Das größte unerledigte Problem, das Bachelet ihrem Nachfolger hinterlässt, ist der Konflikt mit den Mapuche, dem größten Volk der chilenischen Ureinwohner mit etwa 650.000 Angehörigen, die vor allem im Süden des Landes leben. Auch unter Bachelet, deren Vater durch die Diktatur ums Leben kam, wurden die Mapuche mit Pinochets Antiterror-Gesetz bekämpft und unterdrückt. Der Hauptgrund für dieses viel kritisierte Verhalten Bachelets ist die Vorstellung, die um ihre Landrechte und die Erhaltung ihrer Umwelt kämpfenden Indigenen könnten die wirtschaftliche Ausbeutung der ländlichen Regionen behindern.
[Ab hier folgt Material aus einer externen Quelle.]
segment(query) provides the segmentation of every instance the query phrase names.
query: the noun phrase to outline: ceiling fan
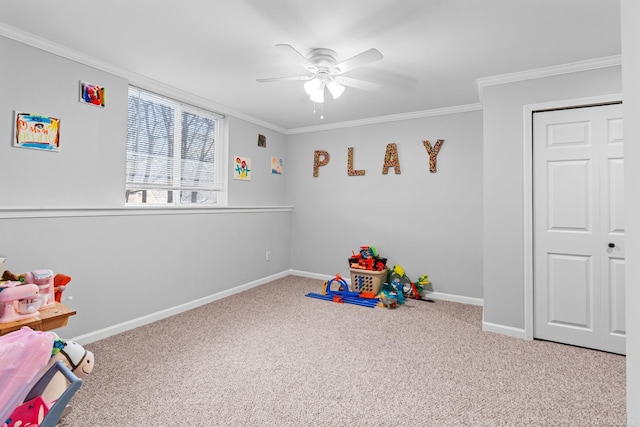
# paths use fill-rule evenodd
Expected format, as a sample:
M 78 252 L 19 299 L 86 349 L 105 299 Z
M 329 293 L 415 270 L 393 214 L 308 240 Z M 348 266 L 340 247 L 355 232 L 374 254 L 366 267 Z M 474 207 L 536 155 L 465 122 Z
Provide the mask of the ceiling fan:
M 381 60 L 382 54 L 377 49 L 365 50 L 349 59 L 338 62 L 338 54 L 331 49 L 311 49 L 309 54 L 305 56 L 288 44 L 277 44 L 276 48 L 302 65 L 310 74 L 257 79 L 260 83 L 305 81 L 305 92 L 317 104 L 324 102 L 325 88 L 329 90 L 333 99 L 337 99 L 344 92 L 345 86 L 369 91 L 380 87 L 376 83 L 344 76 L 348 71 Z

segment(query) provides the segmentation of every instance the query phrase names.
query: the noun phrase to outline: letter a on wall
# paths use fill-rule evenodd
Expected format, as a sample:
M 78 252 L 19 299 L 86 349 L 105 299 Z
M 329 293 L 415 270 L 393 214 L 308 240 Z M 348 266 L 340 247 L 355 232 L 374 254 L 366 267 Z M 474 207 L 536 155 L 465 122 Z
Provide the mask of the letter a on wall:
M 324 150 L 316 150 L 313 153 L 313 176 L 317 177 L 320 166 L 324 166 L 327 163 L 329 163 L 329 153 Z
M 384 166 L 382 166 L 382 174 L 389 173 L 389 168 L 396 171 L 396 175 L 400 174 L 400 160 L 398 159 L 398 147 L 396 144 L 387 144 L 387 151 L 384 154 Z

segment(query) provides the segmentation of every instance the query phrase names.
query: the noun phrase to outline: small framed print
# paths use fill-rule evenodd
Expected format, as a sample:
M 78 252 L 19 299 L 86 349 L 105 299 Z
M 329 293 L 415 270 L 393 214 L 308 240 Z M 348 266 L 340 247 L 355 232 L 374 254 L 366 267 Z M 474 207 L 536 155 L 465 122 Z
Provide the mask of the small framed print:
M 104 108 L 104 87 L 80 82 L 80 102 Z

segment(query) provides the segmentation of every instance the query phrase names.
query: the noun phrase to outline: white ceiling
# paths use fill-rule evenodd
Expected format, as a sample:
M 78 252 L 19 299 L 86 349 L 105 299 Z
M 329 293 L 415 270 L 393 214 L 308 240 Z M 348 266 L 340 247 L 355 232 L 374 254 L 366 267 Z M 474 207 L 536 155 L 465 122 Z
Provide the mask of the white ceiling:
M 477 104 L 478 78 L 620 55 L 618 0 L 20 0 L 0 23 L 286 131 Z M 377 48 L 346 75 L 382 88 L 327 97 L 321 120 L 303 82 L 256 82 L 304 73 L 277 43 Z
Im vergangenen Oktober kam es zu einem Wiederaufflammen der Auseinandersetzungen in der südchilenischen Provinz Araukarien mit äußerst gewaltsamem Vorgehen der Nationalpolizei gegen die einheimische Bevölkerung. Ein Sektor der Mapuche hat daraufhin dem chilenischen Staat den Krieg erklärt und will für eine unabhängige Nation südlich des Flusses Bio Bio kämpfen.
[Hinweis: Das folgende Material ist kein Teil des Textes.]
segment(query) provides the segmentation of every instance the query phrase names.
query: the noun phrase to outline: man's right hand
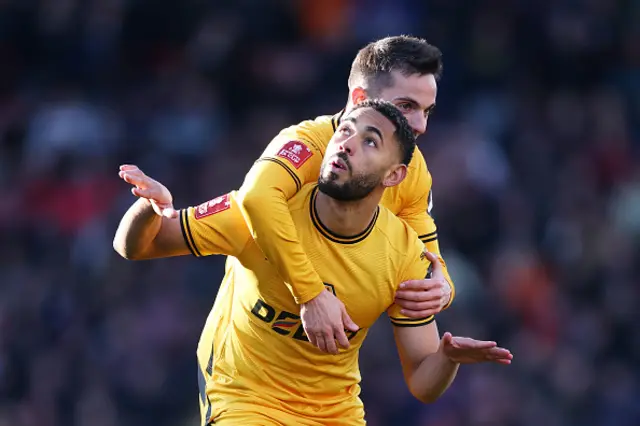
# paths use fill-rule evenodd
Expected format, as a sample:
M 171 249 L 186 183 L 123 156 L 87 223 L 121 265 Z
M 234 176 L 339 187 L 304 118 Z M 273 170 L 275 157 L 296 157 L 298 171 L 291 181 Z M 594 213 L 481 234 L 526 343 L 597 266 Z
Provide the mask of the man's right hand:
M 330 354 L 338 353 L 336 341 L 344 349 L 349 347 L 345 328 L 354 333 L 360 329 L 347 314 L 344 303 L 329 290 L 303 303 L 300 318 L 309 341 Z
M 135 188 L 131 188 L 131 193 L 136 197 L 149 200 L 156 214 L 169 219 L 178 217 L 178 212 L 173 208 L 171 192 L 160 182 L 145 175 L 137 166 L 131 164 L 120 166 L 118 176 L 134 185 Z
M 495 362 L 509 365 L 513 359 L 511 351 L 498 347 L 496 342 L 456 337 L 448 332 L 442 336 L 438 350 L 442 351 L 452 362 L 458 364 Z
Wenn Marco Enríquez-Ominami in die Stichwahl am 17. Jänner aufsteigt, wird die Wählerschaft der Concertación entscheiden. Es gilt als höchst wahrscheinlich, dass die Christdemokraten ihre Stimme mehrheitlich dem Rechtskandidaten Piñera geben werden, während sich der linke Flügel auf die Seite des unabhängigen Kandidaten stellen dürfte.

Der neoliberale Kurs mit sozialer Abfederung wird fortgesetzt

Nach der jüngsten Meinungsumfrage würden derzeit im ersten Durchgang 20,4 Prozent für Enríquez-Ominami stimmen, 21,5 Prozent für Frei und 38 Prozent für Piñera. Bei einer Stichwahl allerdings würden 37,7 Prozent Ersterem und 41,9 Prozent Letzterem ihre Stimme geben. Das Wahlverhalten der Christdemokraten wird den Ausschlag geben. Doch obwohl es aussieht wie eine Richtungswahl zwischen rechts und links, würde sich auch bei der Wahl von Enríquez-Ominami in wirtschaftlicher Hinsicht wenig ändern: Er würde den neoliberalen Kurs Bachelets mit sozialer Abfederung beibehalten. Entscheidende Änderungen würden sich allerdings auf der gesellschaftspolitischen Ebene ergeben. Hinter Piñera steht die konservative Kirche, die gegen Familienplanung und Anerkennung homosexueller Partnerschaften kämpft, während der unabhängige Kandidat bei den Wertefragen eine progressive Linie einnimmt.